Said process is called a HARQ process, but because there is certain processing handover delay in hardware device, so equipment the time need reserve certain processing time receiving and dispatching conversion, stipulates in the LTE system that this processing delay is minimum to be 4ms (i.e. 4 sub-frame).Therefore the terminal is after receiving packet on the n sub-frame, at the soonest can only be on the n+4 sub-frame feeding back ACK/NAKC information; Same, when the ACK/NAKC feedback is being received in the base station on the n sub-frame after, can only on the n+4 sub-frame, retransmit at the soonest.For the TDD system, owing to can't guarantee subframe n and n+4 symmetry always, and subframe n and n+4 possibly be the upstream or downstream subframes, so for different uplink-downlink configuration, the RTT of system is different.The data packet number that can send continuously before retransmitting of making a start becomes the maximum process number of HARQ.Before deciphering successfully, make a start and receiving terminal stores the corresponding packet of all processes, promptly the process number is big more in the system, and is just high more to the requirement of terminal memory capacity.Different uplink-downlink configuration in the TDD system have been provided with reference to last hurdle of table 3, for the maximum HARQ process of same user number.As shown in Figure 2, be HARQ process sketch map in the prior art, be that example is described with uplink-downlink configuration 2 among this figure, can know that according to table 3 its maximum HARQ process number is 10.

The shortcoming of prior art is, in long-term evolution multi-carrier system, when using multi-carrier polymerizing; Data on each descending carrier will independently be carried out coding and decoding, and maximum HARQ process number in the system will be doubled and redoubled along with the quantity of polymerization carrier wave at this moment; And the process number is many more in the system; RTT is big more, therefore just needs the capacity of terminal memory big more, and then has increased the manufacturing cost of terminal equipment.

Summary of the invention

The object of the invention is intended to solve at least one of above-mentioned technological deficiency, particularly solves in the prior art quantity growth along with the polymerization carrier wave, and the technological deficiency that increases of system process number and RTT.

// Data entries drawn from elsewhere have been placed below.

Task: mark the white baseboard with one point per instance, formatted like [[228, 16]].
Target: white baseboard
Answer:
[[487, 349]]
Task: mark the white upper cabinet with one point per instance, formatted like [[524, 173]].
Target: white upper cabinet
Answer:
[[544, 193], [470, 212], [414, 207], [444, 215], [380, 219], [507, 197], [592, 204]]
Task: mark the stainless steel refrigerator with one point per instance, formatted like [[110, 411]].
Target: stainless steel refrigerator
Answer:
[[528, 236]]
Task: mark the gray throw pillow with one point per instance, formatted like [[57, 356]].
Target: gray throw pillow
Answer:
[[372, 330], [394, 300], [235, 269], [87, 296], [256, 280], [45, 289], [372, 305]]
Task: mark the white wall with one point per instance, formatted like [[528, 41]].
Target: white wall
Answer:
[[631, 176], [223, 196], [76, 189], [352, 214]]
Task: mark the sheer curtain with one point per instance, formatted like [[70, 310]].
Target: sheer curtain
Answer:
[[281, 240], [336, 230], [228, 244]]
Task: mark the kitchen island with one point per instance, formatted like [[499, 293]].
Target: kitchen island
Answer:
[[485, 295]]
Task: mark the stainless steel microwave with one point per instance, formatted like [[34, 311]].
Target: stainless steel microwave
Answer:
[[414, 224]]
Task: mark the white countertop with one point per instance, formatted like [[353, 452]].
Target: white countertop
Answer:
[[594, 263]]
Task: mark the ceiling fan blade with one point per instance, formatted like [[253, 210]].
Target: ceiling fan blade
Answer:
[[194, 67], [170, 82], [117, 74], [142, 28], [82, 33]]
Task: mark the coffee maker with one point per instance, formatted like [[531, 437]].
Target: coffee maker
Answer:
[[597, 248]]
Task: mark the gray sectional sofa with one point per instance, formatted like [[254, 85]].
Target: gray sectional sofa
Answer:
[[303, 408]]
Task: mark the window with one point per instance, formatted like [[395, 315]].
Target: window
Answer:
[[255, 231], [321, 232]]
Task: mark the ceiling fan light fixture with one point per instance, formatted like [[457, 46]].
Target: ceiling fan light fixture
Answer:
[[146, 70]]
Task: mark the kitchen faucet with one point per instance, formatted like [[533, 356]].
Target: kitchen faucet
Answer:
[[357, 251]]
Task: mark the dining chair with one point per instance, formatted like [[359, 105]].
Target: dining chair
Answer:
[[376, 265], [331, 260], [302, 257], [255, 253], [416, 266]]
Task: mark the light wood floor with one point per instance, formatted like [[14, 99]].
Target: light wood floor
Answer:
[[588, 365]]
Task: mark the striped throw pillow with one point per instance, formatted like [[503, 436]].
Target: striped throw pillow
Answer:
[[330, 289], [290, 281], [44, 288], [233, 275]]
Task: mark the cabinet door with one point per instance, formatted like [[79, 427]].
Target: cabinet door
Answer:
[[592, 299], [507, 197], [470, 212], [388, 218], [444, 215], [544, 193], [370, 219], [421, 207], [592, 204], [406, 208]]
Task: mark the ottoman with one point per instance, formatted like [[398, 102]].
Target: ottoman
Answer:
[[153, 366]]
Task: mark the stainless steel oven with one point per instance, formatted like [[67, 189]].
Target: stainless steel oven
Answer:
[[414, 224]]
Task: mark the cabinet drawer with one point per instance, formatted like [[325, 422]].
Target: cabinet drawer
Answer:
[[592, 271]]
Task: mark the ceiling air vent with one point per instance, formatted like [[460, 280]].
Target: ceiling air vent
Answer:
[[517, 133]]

For achieving the above object; One aspect of the present invention proposes a kind of the reduction and mixes the method that retransmits the HARQ retransmission time interval automatically in the multicarrier system; May further comprise the steps: polymerization is carried out to a plurality of carrier waves in the base station, wherein has at least the configuration of configuration and other carrier waves of a carrier wave inequality with the distribution of ascending resource on time domain in the increase system; Data are sent in said base station on the carrier wave after the polymerization.

As one embodiment of the present of invention; The configuration of the said configuration that has a carrier wave at least and other carrier waves is inequality to be comprised in the distribution on the time domain with ascending resource in the increase system: said each carrier wave is that asynchronous configuration is so that ascending resource maximum distribution on time domain; The wherein said asynchronous subframe numbering that is configured to is asynchronous, and there is side-play amount in the subframe numbering on each carrier wave.

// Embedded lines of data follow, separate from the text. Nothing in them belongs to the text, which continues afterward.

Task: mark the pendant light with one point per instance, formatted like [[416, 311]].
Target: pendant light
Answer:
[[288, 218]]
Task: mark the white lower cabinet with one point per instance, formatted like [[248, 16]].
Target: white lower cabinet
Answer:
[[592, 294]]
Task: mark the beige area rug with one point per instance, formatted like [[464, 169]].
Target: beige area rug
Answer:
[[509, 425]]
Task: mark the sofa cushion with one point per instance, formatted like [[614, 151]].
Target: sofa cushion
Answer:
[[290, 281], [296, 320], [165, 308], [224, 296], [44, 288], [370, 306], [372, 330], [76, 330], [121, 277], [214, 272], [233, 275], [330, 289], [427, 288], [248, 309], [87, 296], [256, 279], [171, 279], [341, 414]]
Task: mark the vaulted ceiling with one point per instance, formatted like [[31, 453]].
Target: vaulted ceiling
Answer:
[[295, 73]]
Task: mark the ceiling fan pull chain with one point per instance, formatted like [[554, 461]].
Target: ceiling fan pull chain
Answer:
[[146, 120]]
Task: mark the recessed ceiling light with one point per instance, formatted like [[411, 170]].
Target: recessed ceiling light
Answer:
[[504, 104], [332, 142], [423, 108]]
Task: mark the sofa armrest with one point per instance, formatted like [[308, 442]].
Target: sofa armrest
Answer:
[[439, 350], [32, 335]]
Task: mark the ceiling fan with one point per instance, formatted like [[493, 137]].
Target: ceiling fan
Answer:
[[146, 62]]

As one embodiment of the present of invention, said side-play amount obtains through following steps: after the user is linked into a carrier wave, know the said side-play amount on other each carrier waves through reading in the system information that broadcasting is sent on the said carrier wave; Perhaps, on each carrier wave, carry out down-going synchronous respectively by said user and obtain said side-play amount voluntarily.

As one embodiment of the present of invention, the configuration of the said configuration that has a carrier wave at least and other carrier waves is inequality to be comprised with the distribution of ascending resource on time domain in the increase system: the ratio of the ascending-descending subframes of at least one said carrier wave greater than the ratio of the average ascending-descending subframes of system with the distribution of ascending resource on time domain in the increase system.

As one embodiment of the present of invention, system obtains the ratio of the average ascending-descending subframes of said system according to the professional ratio of sub-district actual transmissions up-downgoing.Wherein, the employed uplink-downlink configuration of said each carrier wave satisfies existing uplink-downlink configuration 0～6.

As one embodiment of the present of invention, the employed uplink-downlink configuration of said each carrier wave is configured by high level, and notifies said user through broadcast signaling.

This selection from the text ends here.